Cody and Jake went to college and had many opportunities to leave the ranch. However, both decided to return and continue a family history in ranching.
Their dad, Bill Oates, is the manager of Rosalia Ranch, and their family moved to the ranch when Jake and Cody were 12 and 13.
“I was probably 7 when I started working,” Cody said. Both boys grew up washing water tanks and mowing grass.
“What we grew up on was more of a feedlot setting,” he added. He pointed to two dozen cattle pens. “It was 100 times bigger than this. Nothing but pens.”

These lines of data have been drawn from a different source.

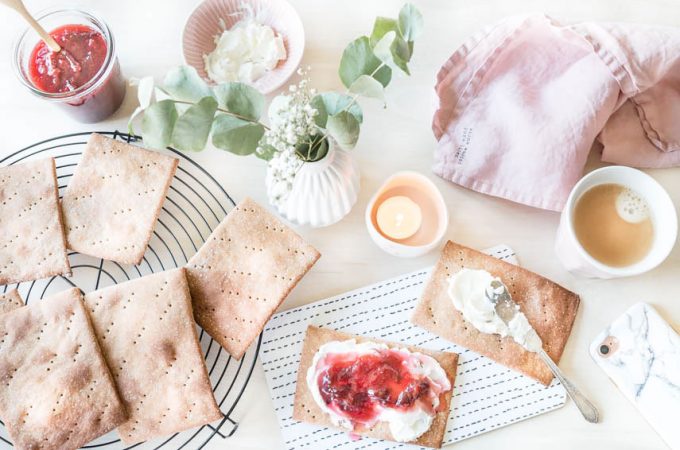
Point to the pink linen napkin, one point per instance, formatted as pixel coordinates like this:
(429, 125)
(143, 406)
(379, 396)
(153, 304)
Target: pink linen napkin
(521, 103)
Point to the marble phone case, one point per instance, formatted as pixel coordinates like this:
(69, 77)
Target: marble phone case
(642, 358)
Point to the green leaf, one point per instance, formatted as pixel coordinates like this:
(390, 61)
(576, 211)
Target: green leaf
(315, 150)
(401, 54)
(158, 122)
(393, 51)
(193, 126)
(185, 84)
(241, 99)
(344, 128)
(330, 103)
(381, 26)
(266, 153)
(358, 59)
(236, 135)
(368, 87)
(411, 23)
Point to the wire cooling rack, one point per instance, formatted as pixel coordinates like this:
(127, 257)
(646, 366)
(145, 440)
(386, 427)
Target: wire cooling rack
(195, 204)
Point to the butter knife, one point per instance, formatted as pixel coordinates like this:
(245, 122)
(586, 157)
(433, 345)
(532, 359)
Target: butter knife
(506, 308)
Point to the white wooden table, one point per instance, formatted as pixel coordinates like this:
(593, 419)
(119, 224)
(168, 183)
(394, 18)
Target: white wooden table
(148, 34)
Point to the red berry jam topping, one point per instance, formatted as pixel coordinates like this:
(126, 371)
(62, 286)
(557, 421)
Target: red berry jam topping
(359, 386)
(83, 51)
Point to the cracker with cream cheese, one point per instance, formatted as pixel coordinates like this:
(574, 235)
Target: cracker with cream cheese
(306, 409)
(549, 308)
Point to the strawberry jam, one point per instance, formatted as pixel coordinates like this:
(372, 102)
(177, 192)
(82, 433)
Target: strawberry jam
(84, 77)
(83, 51)
(359, 386)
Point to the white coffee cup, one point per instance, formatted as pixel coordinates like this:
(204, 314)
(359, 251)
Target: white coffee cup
(576, 259)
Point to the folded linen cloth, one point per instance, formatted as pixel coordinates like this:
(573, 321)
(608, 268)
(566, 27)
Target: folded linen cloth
(521, 103)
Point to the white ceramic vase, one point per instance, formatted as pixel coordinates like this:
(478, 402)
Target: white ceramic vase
(323, 191)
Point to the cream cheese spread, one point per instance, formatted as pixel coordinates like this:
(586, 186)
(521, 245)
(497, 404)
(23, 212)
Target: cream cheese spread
(404, 424)
(468, 290)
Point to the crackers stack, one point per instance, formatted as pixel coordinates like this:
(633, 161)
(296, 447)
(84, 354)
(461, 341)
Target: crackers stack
(243, 272)
(56, 391)
(9, 301)
(127, 356)
(147, 333)
(114, 198)
(32, 244)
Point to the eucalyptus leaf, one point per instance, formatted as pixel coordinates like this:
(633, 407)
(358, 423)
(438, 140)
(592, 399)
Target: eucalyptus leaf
(344, 128)
(383, 48)
(157, 123)
(236, 135)
(411, 23)
(241, 99)
(314, 150)
(368, 87)
(183, 83)
(358, 59)
(193, 126)
(266, 153)
(381, 26)
(330, 103)
(401, 54)
(393, 51)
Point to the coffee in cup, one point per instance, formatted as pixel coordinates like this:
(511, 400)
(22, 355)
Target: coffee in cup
(613, 224)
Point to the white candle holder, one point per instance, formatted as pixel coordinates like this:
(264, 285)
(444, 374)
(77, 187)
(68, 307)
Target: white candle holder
(435, 217)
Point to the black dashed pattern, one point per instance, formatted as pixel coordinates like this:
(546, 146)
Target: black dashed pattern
(486, 395)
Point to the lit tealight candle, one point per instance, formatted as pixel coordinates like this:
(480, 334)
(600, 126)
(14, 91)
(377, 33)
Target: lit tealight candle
(399, 217)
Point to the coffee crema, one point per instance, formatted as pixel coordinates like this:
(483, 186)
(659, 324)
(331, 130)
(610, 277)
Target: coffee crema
(613, 224)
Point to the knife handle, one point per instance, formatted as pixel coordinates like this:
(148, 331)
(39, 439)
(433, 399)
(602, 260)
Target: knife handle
(589, 411)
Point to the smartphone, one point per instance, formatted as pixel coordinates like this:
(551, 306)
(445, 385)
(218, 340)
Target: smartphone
(640, 352)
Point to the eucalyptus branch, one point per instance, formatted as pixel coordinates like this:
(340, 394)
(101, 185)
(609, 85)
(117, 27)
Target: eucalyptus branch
(227, 112)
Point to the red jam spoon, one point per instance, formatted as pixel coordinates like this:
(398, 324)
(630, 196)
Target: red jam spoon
(18, 6)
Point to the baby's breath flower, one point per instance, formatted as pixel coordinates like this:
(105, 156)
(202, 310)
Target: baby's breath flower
(293, 124)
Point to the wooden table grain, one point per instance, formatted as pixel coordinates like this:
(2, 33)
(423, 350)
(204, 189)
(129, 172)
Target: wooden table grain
(399, 137)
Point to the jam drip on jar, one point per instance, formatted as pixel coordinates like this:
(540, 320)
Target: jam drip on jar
(359, 386)
(83, 51)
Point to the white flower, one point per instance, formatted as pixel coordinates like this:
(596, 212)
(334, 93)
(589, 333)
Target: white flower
(292, 123)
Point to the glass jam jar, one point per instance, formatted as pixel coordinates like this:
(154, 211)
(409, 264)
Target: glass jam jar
(90, 100)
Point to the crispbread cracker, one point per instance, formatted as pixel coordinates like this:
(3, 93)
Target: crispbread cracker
(243, 272)
(114, 198)
(550, 309)
(148, 336)
(10, 300)
(306, 410)
(32, 242)
(56, 391)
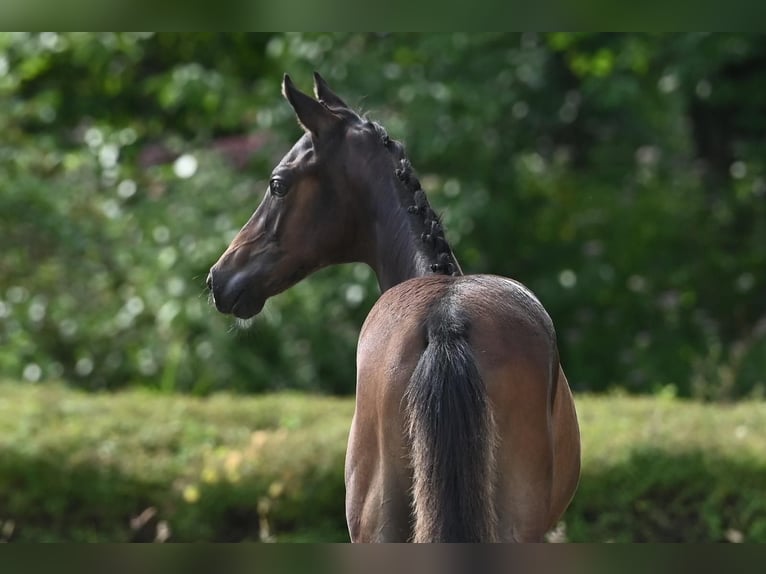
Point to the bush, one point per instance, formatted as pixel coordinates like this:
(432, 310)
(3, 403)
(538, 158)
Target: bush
(80, 467)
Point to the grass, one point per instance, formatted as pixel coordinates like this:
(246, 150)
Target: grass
(77, 466)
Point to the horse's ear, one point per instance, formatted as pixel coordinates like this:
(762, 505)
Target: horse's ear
(323, 92)
(312, 115)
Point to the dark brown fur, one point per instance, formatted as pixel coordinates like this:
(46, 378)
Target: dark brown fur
(465, 427)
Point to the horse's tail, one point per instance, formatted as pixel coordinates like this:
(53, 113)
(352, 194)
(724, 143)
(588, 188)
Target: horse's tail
(452, 436)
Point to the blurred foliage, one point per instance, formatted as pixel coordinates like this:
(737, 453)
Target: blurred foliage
(136, 466)
(620, 176)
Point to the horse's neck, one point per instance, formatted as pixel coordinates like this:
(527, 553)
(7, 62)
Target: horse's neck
(404, 246)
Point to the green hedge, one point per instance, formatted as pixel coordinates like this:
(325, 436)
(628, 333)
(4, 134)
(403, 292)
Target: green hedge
(80, 467)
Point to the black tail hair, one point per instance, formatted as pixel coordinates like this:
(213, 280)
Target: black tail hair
(452, 436)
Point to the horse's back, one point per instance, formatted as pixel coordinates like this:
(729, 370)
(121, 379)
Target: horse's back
(513, 345)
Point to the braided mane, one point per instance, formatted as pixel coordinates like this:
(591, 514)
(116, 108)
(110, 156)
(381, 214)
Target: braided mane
(433, 236)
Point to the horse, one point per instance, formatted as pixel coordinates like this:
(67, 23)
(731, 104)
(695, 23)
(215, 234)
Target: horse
(464, 427)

“Dad pretty much would tell me and (Jake) to just go out and do a job,” Cody said. “We were still fairly young at the time, so we didn’t have big responsibilities, but we might go out and wash some tanks, pick up trash, or pick up metal.”
“Building fence in the summer. Well, tore a lot of it out at least,” Jake said.
The responsibilities increased as the boys grew. Now, Cody and Jake work Rosalia Ranch with Bill.
“About every day I know that I’m going to have to go through some cattle, ride through the pens every day,” Jake said. After branding, he and Bill straddled horses, trotted across a dirt road, and passed into one of many outdoor pens. Several hundred cattle moo-ed together in the pens, and father and son examined every animal for disease or injury.
While Bill and Jake made their way around the pens, the chorus of mooing faded under a dull roar. A John Deere tractor pulling a crimson feed wagon lumbered through the road between the pens. Cody sat in the cab. He pulled close to one of the pens and dumped feed into feed bunks mounted at the base of the steel fence.
As soon as the feed began pouring, 50 cattle dashed towards the feed bunks.
“You see something new every day,” Cody said. “You’re not cooped up in an office, and not on an assembly line. And we grew up here, so it’s like home.”
“If you love it and enjoy what you’re doing, you never work a day in your life,” Jake said.